Over the course of this year, French air traffic control (ATC) employees have repeatedly organised strikes, leading to thousands of delays and cancellations, the effect of which spilled over to the entire continent. According to Airlines for Europe (A4E), 2023 saw France accounting for the majority of ATC strike days in the EU, with 67 in total. This resulted in over 4,000 flights cancelled, 24,000 flights delayed and impacted over 11 million passengers.
Repeated calls have been made for the French government, on one side, and the European Commission, on the other, to intervene and take action to mitigate the impact of the strikes, if not domestically, at least for the protection of overflights – flights that do not depart from or land in France, but simply pass over the country, which are still affected by the walkouts.
Millions of passengers have had their travel plans thrown into chaos this year thanks to numerous ATC strikes.Ourania Georgoutsakou, Managing Director A4E
In November, the government passed a new law requiring individual people “whose absence is likely to directly affect the performance of flights” to declare whether or not they will be participating in a strike at least 48 hours before the action takes place. While unions already had to announce a strike at least 5 days in advance, there was no requirement for each employee to indicate participation in the action or not, making it impossible to predict the real impact the strike would have and impeding appropriate preparation for the minimal disruption of passengers.
“It is a balanced text which aims to better organize service on strike days by respecting the right to strike and giving guarantees to passengers (traffic forecast) and controllers (advance notice for requisitions)”, Senator Vincent Capo-Canellas, who proposed the law, said in November. “This text makes it possible to avoid the disorganization of air transport and flight cancellations without many strikers. Traffic will be proportional to the number of strikers, which guarantees social dialogue based on the mobilization or not of employees.”

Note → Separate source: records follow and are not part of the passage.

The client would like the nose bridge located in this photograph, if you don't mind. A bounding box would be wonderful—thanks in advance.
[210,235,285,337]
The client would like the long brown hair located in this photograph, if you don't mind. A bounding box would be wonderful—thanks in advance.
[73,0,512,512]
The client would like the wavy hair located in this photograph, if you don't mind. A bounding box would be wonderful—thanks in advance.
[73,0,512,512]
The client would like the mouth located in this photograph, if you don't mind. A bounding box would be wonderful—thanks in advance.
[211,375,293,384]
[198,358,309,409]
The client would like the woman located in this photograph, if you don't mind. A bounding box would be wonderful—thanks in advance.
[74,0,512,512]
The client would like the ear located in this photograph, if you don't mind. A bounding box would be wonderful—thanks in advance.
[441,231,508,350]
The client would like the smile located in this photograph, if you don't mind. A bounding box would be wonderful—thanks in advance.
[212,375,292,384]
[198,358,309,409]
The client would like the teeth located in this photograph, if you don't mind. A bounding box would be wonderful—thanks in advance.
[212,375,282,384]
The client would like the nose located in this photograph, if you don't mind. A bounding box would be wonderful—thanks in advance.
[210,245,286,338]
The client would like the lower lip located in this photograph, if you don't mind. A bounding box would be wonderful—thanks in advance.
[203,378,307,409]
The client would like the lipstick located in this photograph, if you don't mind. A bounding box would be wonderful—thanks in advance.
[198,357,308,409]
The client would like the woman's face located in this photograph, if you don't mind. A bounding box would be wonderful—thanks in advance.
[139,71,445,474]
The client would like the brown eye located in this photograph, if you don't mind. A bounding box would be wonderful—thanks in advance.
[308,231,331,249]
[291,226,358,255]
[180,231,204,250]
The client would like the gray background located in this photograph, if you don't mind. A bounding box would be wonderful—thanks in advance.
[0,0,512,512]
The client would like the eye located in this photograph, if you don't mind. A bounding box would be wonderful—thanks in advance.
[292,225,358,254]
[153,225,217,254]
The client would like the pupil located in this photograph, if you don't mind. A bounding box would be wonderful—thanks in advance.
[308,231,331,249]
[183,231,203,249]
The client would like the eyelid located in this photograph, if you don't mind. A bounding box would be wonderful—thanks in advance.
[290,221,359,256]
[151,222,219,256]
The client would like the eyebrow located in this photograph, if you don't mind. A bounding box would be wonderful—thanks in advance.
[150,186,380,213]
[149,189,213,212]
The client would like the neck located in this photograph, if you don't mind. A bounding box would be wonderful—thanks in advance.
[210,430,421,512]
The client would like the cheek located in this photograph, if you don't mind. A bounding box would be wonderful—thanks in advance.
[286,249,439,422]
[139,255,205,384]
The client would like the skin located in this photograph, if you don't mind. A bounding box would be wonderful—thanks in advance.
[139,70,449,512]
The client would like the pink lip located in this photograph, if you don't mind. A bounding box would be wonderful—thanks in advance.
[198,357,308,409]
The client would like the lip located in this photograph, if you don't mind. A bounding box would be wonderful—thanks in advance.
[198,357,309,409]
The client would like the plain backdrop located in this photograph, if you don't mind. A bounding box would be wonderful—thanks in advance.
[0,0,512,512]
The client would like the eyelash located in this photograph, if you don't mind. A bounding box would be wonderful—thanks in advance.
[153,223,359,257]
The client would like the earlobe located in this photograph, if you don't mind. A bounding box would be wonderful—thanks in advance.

While the law is a welcome improvement, “more needs to be done to address the chronic disruption to passengers caused by ATC strikes across Europe”, A4E said in a statement. A4E continues to call for further measures to be implemented, including mandatory arbitration and protection of overflights, without affecting local traffic, to further reduce the impact of ATC strikes on European connectivity.
“France’s new law is a welcome development but it is not a complete solution”, said Ourania Georgoutsakou, Managing Director of A4E. “A4E has consistently stated that more can and must be done to deal with the disruption caused by ATC strikes. The European Commission and Member States should work together to make 2024 the year where they finally deliver to ensure smoother skies for European travellers.”
Besides the collective calls from A4E, on 20 March, Ryanair launched a petition calling on the Commission to force France to protect overflights during the ATC strikes. The petition asks for EU overflights to be included in the French minimum service laws; for Europe’s other ATCs, overseen by Eurocontrol, to manage flights over France during French ATC strikes; and for a mandate that French ATC unions engage in arbitration instead of strikes.
In only 5 weeks from launching, the petition already had over 600,000 signatures and, at more than 1.5 million, O’Leary himself came to Brussels in September to submit the ECI, where he received a very warm welcome in front of the Commission.
Ryanair started the petition as a European Citizens’ Initiative (ECI), a mechanism established in 2007 by the Treaty of Lisbon to allow citizens to be directly involved in the development of EU policies. A petition can be started by anyone and if it gets 1 million signatures from citizens of at least 7 different Member States, the Commission is obliged to seriously consider the proposition, but not to accept its demands.